Effects of core fucosylation and sialylation on in vitro ADCC. Raji cells were coated with the indicated concentrations of each glycovariant, and the cells were washed and incubated at a 1:1 ratio with PBMCs from four different leukocyte donors for 3.5 h before cell surface CD107a expression was assessed on CD56⁺CD3⁻ NK cells by immunofluorescence staining with flow cytometry analysis.

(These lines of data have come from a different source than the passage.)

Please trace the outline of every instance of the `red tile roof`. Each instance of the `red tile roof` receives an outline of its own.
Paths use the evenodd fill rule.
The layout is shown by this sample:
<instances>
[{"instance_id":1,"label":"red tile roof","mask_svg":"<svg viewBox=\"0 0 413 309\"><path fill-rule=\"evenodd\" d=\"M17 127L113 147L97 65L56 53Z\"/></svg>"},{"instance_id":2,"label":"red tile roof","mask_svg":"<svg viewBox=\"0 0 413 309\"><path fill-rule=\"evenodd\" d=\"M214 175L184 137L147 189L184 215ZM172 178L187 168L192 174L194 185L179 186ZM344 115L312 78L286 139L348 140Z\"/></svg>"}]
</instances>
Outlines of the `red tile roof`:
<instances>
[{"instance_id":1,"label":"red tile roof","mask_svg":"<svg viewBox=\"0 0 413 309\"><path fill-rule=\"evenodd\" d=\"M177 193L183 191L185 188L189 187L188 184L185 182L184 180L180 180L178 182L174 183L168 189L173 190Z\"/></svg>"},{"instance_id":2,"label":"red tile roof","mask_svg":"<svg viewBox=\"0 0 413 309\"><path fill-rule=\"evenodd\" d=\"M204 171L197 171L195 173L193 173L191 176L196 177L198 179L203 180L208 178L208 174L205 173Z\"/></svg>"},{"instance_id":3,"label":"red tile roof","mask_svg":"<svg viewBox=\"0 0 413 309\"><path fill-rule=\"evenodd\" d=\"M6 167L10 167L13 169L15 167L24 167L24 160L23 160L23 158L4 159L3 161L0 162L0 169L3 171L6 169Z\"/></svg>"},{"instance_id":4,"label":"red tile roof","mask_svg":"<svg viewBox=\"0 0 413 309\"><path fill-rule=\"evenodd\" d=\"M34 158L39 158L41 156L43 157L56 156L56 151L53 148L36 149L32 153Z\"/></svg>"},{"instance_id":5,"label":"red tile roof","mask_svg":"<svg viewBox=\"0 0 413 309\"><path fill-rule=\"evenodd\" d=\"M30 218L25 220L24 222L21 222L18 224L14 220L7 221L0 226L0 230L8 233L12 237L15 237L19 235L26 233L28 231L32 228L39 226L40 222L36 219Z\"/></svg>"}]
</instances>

Values represent the mean ± SEM frequency of CD107a⁺ cells among NK cells from cultures with the indicated cells from four individual leukocyte donors. Significant differences between the indicated sample and the corresponding G2F glycovariant sample are shown. *P < 0.05; **P < 0.01.

Fig. 4.

Effects of core fucosylation and sialylation on in vivo killing of B cells in FcγR-humanized mice. huCD20/FcγR-humanized mice (n = 4 per group) were given 2 mg/kg of the indicated rituximab huIgG1 glycovariant 2 d before analysis of the blood. (A) Mean ± SEM frequencies of B220⁺ cells among live, single lymphocytes. (B) Mean ± SEM absolute number of B220⁺ cells. Significant differences between the indicated sample and the G2F glycovariant sample are shown. *P < 0.05; **P < 0.01.

Fig. 5.

Effects of core fucosylation and sialylation on in vivo killing of CD4⁺ T cells in FcγR-humanized mice. FcγR-humanized mice (n = 3 per group) were given 2 mg/kg of the indicated GK1.5 huIgG1 glycovariant 2 d before analysis of the blood. (A) Mean ± SEM frequencies of CD4⁺ cells among live, single lymphocytes from the indicated tissue. (B) Mean ± SEM absolute number of CD4⁺ cells. Significant differences between the indicated sample and the corresponding G2F glycovariant sample are shown. *P < 0.05; **P < 0.01.